What was most interesting to me about the Minister for Finance's comments is that he did not respond to the three central criticisms of his scheme. He is right that industry must pay. The Minister is also right to say we disagree with him on the details, because he has the details wrong. The first thing is the Government levy is too high, as designed, at 10%. It is too narrowly-focused on one section of industry, which means it will have a disproportionate impact on its costs. Lastly, it is a levy on products. Those three fundamental design flaws in what the Government is proposing are why the entire Opposition is saying the Government has got this wrong. The other thing the Minister for Finance or the Minister of State failed to acknowledge is what they might have to say to the homeowner in Mayo or Donegal who will already have to pay €30,000, €40,000, €50,000 or €60,000 of their own money to fill the gap between an inadequate remediation scheme and the full cost. Now the Government is saying those homeowners must pay an extra 10% for the blocks for the home. That is a fact and the Government has yet to address it. The Government has not mentioned the impact on buyers either. Whether it is €1,000, €2,000, €3,000 or €4,000, that is money buyers cannot pay.

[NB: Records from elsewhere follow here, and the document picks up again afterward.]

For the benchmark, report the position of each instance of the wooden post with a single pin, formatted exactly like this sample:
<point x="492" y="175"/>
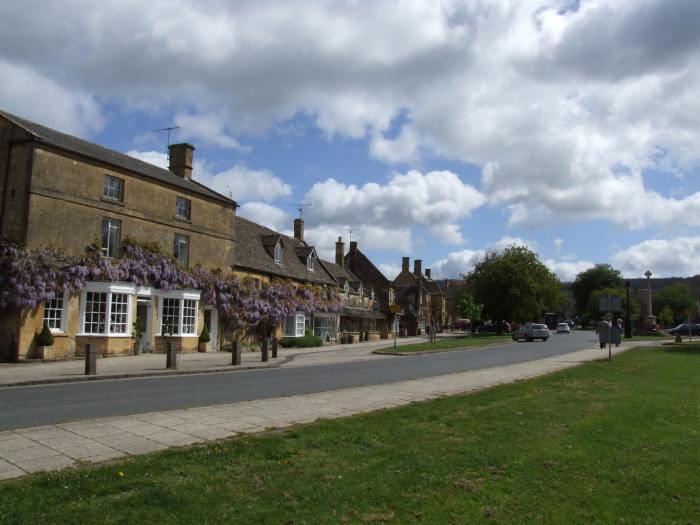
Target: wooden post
<point x="90" y="360"/>
<point x="235" y="353"/>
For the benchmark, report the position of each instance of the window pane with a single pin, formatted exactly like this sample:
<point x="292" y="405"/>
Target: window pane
<point x="171" y="316"/>
<point x="183" y="207"/>
<point x="95" y="312"/>
<point x="114" y="188"/>
<point x="189" y="316"/>
<point x="182" y="249"/>
<point x="53" y="312"/>
<point x="118" y="313"/>
<point x="111" y="235"/>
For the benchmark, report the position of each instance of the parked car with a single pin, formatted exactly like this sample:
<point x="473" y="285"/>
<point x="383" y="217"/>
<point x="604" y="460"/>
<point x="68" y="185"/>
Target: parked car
<point x="531" y="331"/>
<point x="563" y="328"/>
<point x="682" y="329"/>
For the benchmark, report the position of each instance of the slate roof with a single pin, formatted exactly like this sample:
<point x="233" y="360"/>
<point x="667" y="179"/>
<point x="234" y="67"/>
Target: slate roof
<point x="252" y="253"/>
<point x="342" y="274"/>
<point x="84" y="148"/>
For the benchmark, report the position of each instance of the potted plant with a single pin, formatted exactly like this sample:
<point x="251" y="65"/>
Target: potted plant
<point x="44" y="343"/>
<point x="204" y="339"/>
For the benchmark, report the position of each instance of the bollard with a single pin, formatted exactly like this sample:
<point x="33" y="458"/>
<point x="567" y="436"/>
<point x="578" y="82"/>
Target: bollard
<point x="235" y="353"/>
<point x="171" y="356"/>
<point x="263" y="350"/>
<point x="14" y="349"/>
<point x="90" y="360"/>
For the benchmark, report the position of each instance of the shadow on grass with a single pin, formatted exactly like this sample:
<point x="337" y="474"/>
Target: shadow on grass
<point x="680" y="348"/>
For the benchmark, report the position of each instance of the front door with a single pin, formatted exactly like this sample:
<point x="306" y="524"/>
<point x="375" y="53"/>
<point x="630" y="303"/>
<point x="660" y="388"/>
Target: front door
<point x="143" y="324"/>
<point x="211" y="319"/>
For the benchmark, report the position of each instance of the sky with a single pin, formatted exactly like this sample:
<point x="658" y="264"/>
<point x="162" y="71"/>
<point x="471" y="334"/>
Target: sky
<point x="437" y="130"/>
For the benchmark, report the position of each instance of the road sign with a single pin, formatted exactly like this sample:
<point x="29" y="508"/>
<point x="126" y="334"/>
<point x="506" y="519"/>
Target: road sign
<point x="609" y="303"/>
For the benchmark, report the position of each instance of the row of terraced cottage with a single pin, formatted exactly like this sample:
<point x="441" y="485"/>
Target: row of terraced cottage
<point x="62" y="192"/>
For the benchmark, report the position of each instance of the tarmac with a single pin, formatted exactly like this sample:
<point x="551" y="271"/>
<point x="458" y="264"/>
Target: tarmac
<point x="53" y="447"/>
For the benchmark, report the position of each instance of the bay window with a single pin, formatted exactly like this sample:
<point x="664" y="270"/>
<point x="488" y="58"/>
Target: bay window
<point x="178" y="313"/>
<point x="106" y="309"/>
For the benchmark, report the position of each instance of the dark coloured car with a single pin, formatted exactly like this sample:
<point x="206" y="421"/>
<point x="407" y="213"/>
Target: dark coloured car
<point x="683" y="329"/>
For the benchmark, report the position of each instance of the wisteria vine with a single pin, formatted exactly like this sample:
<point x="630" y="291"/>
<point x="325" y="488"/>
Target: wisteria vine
<point x="29" y="278"/>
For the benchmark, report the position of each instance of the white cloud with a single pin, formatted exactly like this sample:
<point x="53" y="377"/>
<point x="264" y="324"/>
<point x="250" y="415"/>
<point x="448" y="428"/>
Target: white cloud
<point x="456" y="264"/>
<point x="34" y="96"/>
<point x="267" y="215"/>
<point x="434" y="201"/>
<point x="567" y="271"/>
<point x="663" y="257"/>
<point x="567" y="110"/>
<point x="246" y="184"/>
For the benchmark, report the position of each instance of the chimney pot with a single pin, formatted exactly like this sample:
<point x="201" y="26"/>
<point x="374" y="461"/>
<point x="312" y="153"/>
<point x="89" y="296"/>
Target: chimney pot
<point x="181" y="158"/>
<point x="299" y="229"/>
<point x="417" y="266"/>
<point x="339" y="251"/>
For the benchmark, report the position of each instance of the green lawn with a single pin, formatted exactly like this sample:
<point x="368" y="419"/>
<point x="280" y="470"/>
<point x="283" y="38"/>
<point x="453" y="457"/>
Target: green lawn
<point x="448" y="344"/>
<point x="606" y="442"/>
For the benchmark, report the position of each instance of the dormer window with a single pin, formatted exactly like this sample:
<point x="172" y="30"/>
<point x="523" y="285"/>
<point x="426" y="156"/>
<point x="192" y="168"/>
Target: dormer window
<point x="278" y="253"/>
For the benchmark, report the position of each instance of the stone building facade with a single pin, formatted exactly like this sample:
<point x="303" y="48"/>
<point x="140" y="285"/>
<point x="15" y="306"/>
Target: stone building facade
<point x="58" y="191"/>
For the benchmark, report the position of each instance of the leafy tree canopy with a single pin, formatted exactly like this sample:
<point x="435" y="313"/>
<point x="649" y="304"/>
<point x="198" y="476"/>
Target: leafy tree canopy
<point x="677" y="297"/>
<point x="596" y="278"/>
<point x="513" y="285"/>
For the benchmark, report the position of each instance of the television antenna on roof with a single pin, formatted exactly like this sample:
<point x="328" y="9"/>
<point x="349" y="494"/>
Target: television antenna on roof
<point x="300" y="207"/>
<point x="169" y="130"/>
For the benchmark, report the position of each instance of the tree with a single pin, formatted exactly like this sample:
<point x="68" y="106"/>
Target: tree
<point x="513" y="285"/>
<point x="677" y="297"/>
<point x="469" y="309"/>
<point x="596" y="278"/>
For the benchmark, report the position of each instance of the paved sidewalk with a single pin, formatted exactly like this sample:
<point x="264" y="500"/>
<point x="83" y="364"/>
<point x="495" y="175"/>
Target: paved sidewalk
<point x="53" y="447"/>
<point x="31" y="373"/>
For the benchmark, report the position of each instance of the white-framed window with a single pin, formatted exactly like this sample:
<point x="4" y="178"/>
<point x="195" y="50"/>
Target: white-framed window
<point x="111" y="235"/>
<point x="106" y="308"/>
<point x="178" y="313"/>
<point x="278" y="253"/>
<point x="55" y="312"/>
<point x="113" y="188"/>
<point x="183" y="208"/>
<point x="294" y="325"/>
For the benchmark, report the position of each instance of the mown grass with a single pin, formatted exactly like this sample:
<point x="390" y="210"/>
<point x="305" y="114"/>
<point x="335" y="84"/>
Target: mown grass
<point x="448" y="344"/>
<point x="606" y="442"/>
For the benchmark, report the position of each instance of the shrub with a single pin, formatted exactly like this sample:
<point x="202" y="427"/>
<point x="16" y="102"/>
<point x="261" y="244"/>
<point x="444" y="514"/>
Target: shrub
<point x="45" y="337"/>
<point x="204" y="337"/>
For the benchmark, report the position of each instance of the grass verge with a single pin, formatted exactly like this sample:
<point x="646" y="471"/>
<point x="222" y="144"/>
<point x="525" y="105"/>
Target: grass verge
<point x="446" y="344"/>
<point x="606" y="442"/>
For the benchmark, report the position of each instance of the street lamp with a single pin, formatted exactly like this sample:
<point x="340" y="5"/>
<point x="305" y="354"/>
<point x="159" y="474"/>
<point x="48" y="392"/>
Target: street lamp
<point x="628" y="320"/>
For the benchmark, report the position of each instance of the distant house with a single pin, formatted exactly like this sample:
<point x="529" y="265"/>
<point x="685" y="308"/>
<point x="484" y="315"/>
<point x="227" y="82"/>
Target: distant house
<point x="420" y="298"/>
<point x="62" y="192"/>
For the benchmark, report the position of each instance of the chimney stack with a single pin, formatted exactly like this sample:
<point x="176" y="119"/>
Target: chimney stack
<point x="353" y="255"/>
<point x="417" y="267"/>
<point x="339" y="251"/>
<point x="181" y="159"/>
<point x="299" y="229"/>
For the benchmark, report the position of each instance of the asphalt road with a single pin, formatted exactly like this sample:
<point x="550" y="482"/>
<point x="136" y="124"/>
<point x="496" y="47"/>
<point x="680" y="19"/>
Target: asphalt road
<point x="50" y="404"/>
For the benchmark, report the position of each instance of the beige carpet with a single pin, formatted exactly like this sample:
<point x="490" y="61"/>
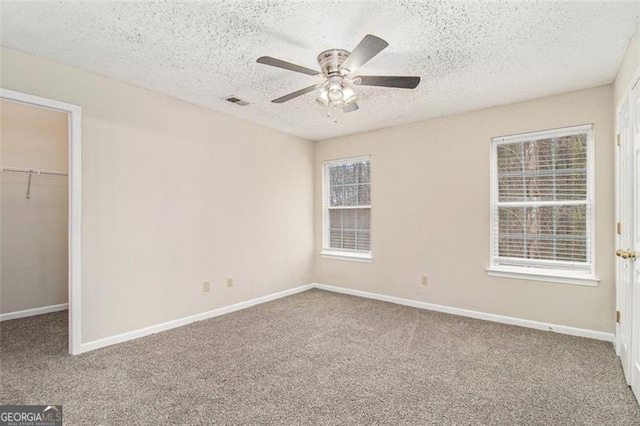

The Minister of State knows what is happening with small- and medium-sized building contractors in his constituency. I talk to contractors throughout the counties of Ireland. They cannot currently develop small- and medium-sized building projects because they cannot match viability requirements. An extra 10% on their core building product will push them even further over the edge and the Minister of State knows that as well as I do, even if he will not admit it here. Our proposal is more sensible. I never said it was risk-free or easy but by broadening the scope of who it applies the levy to, our proposal would be sharing the burden across a greater stretch of industry. By ensuring to focus on profits, and especially those of large corporations, our proposal would ensure those that are most able to pay absorb that cost. I will name two such companies. One of the interesting things in Cairn Homes' annual report published earlier this year is that it says construction sector inflation for the company increased by 6% last year but that because it was so profitable, with a 44% increase in profits to €57 million last year, it did not have to pass that on to the purchasers. Similarly, Cement Roadstone Holdings, CRH, has a level of profitability that is enormous and it too can shoulder the burden. Why name those two companies? CRH is directly linked to defects in Mayo and Cairn Homes is indirectly linked to defects in Belmayne, where families are still struggling with huge bills.

I do not believe this Government is going to pursue those directly responsible for defects, be they quarries, block manufacturers, developers, or others, through the courts. If it does I will welcome it but I will not hold my breath. The Government has got the design of this wrong. Its own backbenchers are telling it so. All we are asking is that it accept this. The Government should work with Opposition in the finance committee to put in place a mechanism to supplement the very significant State expenditure we must see in the coming years to remediate all these properties with a levy that makes sense, does not punish owners of defective homes, buyers and first-time buyers and does not push small- and medium-sized building contractors further over the edge. The Minister of State knows it is the right thing to do.

Even if his line Minister does not, the Minister of State knows and his colleagues do. Please, listen to what we have to say. Abandon this badly designed levy and work with us to put something in place that will ensure industry pays its fair share in the right way without further hurting homeowners.